The irony of narrative is here: in a story with a doctor, characters get hurt to give the doctor something to do. Authors are not benevolent gods.

Sunday, October 7, 2012

Heavy Weapons Guy

Foreshortening? I have literally no idea what that means, for a certain liberal definition of "literally".
Anyway, he's shooting a gun, god knows who at.

Late night warmup. If you're wondering where his bandolier is, it's in the "fidgety crap Amin hates drawing" pile, next to individual bricks, wood planks, and leaves.

Thursday, October 4, 2012

In The Hall of Human Experience

This one gets a little dark. So I was playing with the idea of memory and immortality, and I wanted a place where the people of Eb tried to get some of both. The Hall of Human Experience is the place where they stored as much as they could. The Eblinites believed that they could download their memories into an external brain, which would remember everything they did at the moment of their death and as such, live on when their physical brain stopped working.

The face of the machine, such as it is, is the Mannikin. By inhabiting the body, each resident is capable of acting alive, responding to questions or carrying out conversations, even gesturing and posturing they way they might have in life (within the limitations of the Mannikin's nonorganic, relatively inflexible body). To preserve the accuracy of the archived memories, input is not recorded.

Of course, it's all a show, really. The machines are regurgitating bits of conversation and pieces of memory. They're no more themselves than these words are me. Many memories are not stored, and the way the machine retrieves memories isn't quite an accurate representation of the way humans remember things. There aren't any emotions, no fluids or chemicals to muddy the signals. Some of these connections are marked in the files, but some aren't. It's unreliable.

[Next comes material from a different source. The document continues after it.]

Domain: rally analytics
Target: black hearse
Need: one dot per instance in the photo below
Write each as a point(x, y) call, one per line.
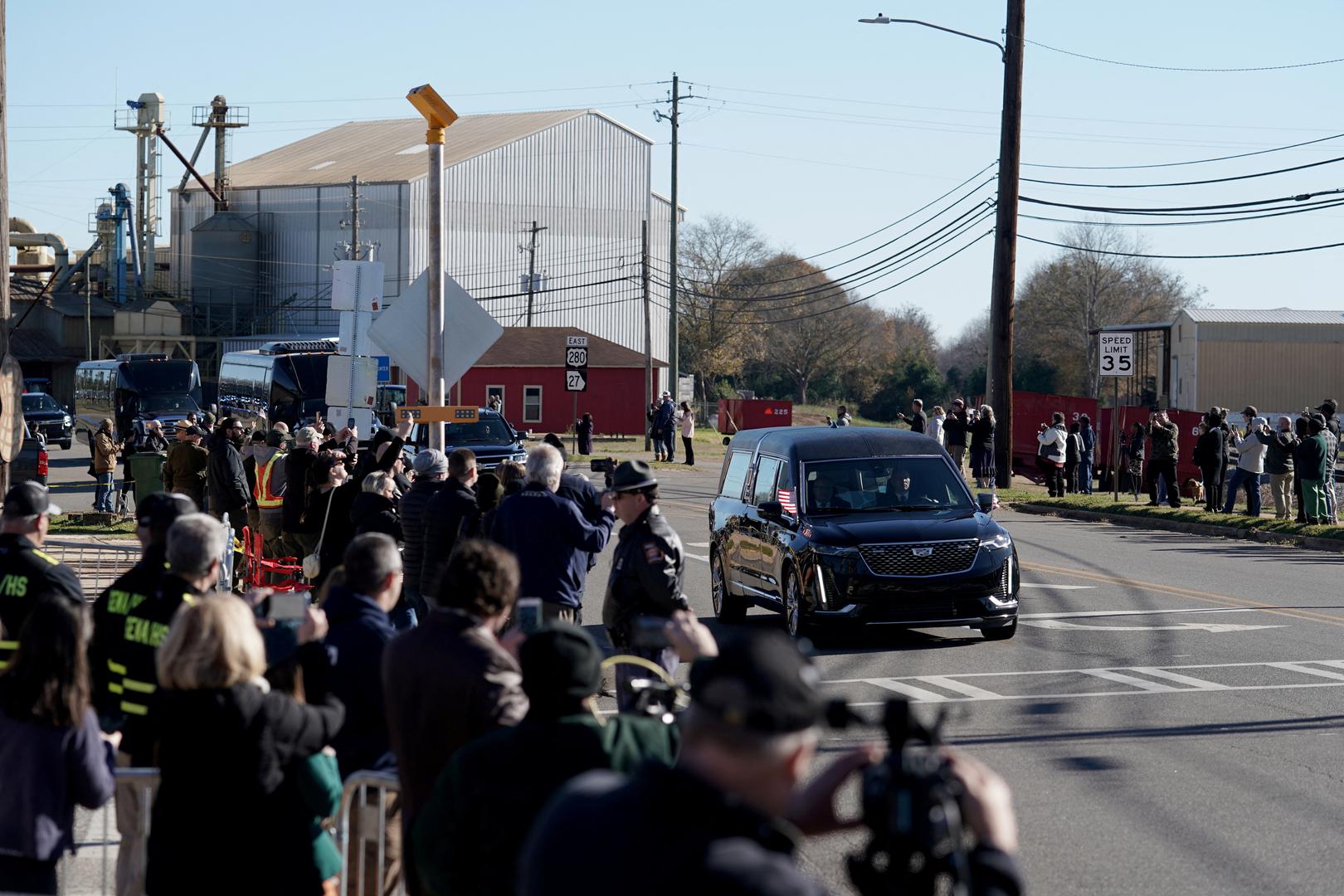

The files, of course, needed to be archived. Copied, backed up, stored in remotely accessible locations, retrieved, shredded, coded, pieced back together, organized and filed, so as the people of the Eb left, they left some people behind. Even one hundred years after the fall of Eb, the ghouls remain, dutifully cataloging every last file, in order to share the whole, unfiltered and accurate truth about every experience recorded by every Eblinite who ever lived.